Dear CephFSers.
We are running ceph/cephfs in 10.2.2. All infrastructure is in
the same version (rados cluster, mons, mds and cephfs clients). We
mount cephfs using ceph-fuse.
Last week I triggered some of my heavy users to delete data. In
the following example, the user in question decreased his usage
from ~4.5TB to ~ 600TB. However, some clients still did not update
the usage (although several days have passed by) while others are
ok.
From a point of view of the MDS, both types of client have
healthy sessions. See detailed info after this email.

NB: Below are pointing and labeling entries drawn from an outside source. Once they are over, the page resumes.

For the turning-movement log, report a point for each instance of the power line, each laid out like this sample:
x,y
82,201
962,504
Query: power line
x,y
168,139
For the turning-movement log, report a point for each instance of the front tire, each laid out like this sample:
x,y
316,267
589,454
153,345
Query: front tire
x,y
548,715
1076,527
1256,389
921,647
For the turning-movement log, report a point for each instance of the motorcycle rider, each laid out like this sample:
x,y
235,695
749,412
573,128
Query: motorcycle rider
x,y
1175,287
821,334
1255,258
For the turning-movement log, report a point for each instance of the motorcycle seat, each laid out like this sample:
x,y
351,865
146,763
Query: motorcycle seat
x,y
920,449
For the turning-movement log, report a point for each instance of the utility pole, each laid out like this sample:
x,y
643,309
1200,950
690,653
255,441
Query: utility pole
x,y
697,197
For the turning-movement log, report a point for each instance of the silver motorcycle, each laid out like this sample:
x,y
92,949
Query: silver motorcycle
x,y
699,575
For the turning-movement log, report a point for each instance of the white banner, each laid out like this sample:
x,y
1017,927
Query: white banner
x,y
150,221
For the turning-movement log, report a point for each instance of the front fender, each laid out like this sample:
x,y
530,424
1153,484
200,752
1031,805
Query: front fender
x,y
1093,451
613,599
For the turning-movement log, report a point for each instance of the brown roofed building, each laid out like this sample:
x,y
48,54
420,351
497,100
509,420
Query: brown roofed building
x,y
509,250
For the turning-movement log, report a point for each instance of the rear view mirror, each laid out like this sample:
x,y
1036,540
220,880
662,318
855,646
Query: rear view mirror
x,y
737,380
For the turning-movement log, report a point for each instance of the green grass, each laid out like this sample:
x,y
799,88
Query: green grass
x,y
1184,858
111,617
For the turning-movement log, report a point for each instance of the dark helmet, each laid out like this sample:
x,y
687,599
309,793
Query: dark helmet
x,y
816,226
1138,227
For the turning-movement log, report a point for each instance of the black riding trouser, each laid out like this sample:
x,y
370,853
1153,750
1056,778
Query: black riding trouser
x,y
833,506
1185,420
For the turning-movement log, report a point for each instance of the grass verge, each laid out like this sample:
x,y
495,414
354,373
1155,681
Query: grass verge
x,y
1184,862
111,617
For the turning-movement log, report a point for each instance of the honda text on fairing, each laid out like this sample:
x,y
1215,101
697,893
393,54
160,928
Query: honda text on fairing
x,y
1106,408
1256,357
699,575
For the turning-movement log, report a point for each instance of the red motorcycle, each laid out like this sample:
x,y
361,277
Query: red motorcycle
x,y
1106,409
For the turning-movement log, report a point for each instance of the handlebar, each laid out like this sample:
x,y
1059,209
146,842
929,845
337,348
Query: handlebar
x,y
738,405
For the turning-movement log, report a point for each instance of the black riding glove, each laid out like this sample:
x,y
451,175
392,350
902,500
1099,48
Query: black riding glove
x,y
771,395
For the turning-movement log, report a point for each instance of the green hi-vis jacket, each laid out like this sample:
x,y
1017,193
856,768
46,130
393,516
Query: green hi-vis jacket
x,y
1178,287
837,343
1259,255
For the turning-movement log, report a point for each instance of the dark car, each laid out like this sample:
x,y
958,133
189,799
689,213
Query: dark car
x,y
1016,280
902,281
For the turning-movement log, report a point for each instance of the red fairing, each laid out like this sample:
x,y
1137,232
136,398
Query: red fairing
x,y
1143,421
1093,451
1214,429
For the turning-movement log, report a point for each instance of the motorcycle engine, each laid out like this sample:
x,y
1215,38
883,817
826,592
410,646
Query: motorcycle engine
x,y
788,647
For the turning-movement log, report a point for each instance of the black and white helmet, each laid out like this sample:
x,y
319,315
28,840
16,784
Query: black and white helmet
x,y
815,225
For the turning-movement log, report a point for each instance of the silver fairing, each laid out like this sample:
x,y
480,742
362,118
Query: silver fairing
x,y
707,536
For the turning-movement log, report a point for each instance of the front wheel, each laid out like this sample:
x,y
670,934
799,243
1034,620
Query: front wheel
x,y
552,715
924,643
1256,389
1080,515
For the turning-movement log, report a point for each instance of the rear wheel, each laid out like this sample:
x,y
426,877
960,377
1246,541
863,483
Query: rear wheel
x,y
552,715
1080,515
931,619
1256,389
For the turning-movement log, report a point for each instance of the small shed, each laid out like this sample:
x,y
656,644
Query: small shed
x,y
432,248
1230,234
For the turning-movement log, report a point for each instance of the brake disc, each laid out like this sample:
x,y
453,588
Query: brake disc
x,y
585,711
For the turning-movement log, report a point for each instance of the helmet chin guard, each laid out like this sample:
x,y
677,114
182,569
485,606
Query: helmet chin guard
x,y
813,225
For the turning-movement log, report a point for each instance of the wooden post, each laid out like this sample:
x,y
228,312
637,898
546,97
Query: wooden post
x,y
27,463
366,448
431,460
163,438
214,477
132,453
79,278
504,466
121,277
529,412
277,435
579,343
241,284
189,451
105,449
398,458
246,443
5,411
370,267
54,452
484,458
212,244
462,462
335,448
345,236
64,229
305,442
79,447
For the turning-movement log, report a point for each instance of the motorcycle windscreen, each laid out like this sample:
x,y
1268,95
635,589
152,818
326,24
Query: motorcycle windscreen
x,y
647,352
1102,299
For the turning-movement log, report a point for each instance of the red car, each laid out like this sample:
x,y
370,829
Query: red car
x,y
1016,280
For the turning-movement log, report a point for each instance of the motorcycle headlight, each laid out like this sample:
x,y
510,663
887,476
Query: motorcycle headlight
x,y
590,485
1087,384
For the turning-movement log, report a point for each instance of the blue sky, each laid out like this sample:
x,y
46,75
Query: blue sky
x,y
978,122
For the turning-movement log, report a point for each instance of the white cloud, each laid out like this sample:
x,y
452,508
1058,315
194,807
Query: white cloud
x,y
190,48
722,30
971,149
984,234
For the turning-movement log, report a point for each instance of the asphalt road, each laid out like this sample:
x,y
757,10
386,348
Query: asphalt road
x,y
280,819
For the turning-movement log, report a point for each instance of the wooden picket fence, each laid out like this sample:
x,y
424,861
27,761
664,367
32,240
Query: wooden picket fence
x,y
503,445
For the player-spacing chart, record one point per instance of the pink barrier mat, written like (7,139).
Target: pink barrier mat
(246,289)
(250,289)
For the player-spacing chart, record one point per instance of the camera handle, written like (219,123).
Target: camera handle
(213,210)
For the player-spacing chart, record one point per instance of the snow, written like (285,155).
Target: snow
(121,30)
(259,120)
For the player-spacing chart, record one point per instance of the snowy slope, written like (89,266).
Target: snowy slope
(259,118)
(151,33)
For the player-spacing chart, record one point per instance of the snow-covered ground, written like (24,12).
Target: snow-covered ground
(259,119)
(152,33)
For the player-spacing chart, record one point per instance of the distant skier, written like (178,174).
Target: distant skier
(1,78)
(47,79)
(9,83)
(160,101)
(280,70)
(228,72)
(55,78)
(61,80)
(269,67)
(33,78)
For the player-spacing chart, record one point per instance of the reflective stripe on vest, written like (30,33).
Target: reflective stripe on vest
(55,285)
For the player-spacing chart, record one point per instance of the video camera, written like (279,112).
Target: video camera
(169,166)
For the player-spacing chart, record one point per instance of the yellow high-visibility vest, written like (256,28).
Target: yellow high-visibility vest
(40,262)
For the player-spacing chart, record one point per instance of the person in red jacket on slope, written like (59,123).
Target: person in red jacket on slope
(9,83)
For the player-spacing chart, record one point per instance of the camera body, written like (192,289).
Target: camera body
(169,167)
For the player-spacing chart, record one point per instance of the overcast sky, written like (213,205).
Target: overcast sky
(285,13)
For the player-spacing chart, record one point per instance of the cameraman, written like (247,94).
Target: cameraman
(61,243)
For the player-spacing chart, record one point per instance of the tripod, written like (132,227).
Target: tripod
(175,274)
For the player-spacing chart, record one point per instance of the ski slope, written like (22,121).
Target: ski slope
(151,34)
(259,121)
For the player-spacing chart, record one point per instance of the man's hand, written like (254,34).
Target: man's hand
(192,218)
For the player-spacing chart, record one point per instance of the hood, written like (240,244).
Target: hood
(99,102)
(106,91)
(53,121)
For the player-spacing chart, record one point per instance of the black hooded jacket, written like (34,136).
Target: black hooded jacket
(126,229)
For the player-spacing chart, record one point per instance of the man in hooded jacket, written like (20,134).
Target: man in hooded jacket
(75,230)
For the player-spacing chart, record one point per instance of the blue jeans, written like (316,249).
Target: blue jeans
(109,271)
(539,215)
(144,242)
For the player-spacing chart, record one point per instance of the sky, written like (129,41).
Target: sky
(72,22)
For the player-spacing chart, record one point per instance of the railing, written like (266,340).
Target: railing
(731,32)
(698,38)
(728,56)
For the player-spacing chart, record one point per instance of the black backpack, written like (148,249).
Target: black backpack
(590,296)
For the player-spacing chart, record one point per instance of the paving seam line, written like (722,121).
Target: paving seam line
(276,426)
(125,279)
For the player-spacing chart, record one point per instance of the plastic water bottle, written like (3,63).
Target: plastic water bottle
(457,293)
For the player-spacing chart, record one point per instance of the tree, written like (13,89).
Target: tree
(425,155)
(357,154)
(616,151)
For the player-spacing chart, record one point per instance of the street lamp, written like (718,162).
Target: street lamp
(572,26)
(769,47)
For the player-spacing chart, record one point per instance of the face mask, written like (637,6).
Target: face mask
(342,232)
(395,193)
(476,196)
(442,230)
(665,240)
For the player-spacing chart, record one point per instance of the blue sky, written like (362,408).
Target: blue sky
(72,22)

Trying to kick the session does not solve the issue. Probably
only a remount but users are heavily using the filesystem and I do
not want to break things for them now.
The only difference I can actually dig out between "good"/"bad"
clients is that the user continues with active bash sessions in
the "bad" client (from where he triggered the deletions)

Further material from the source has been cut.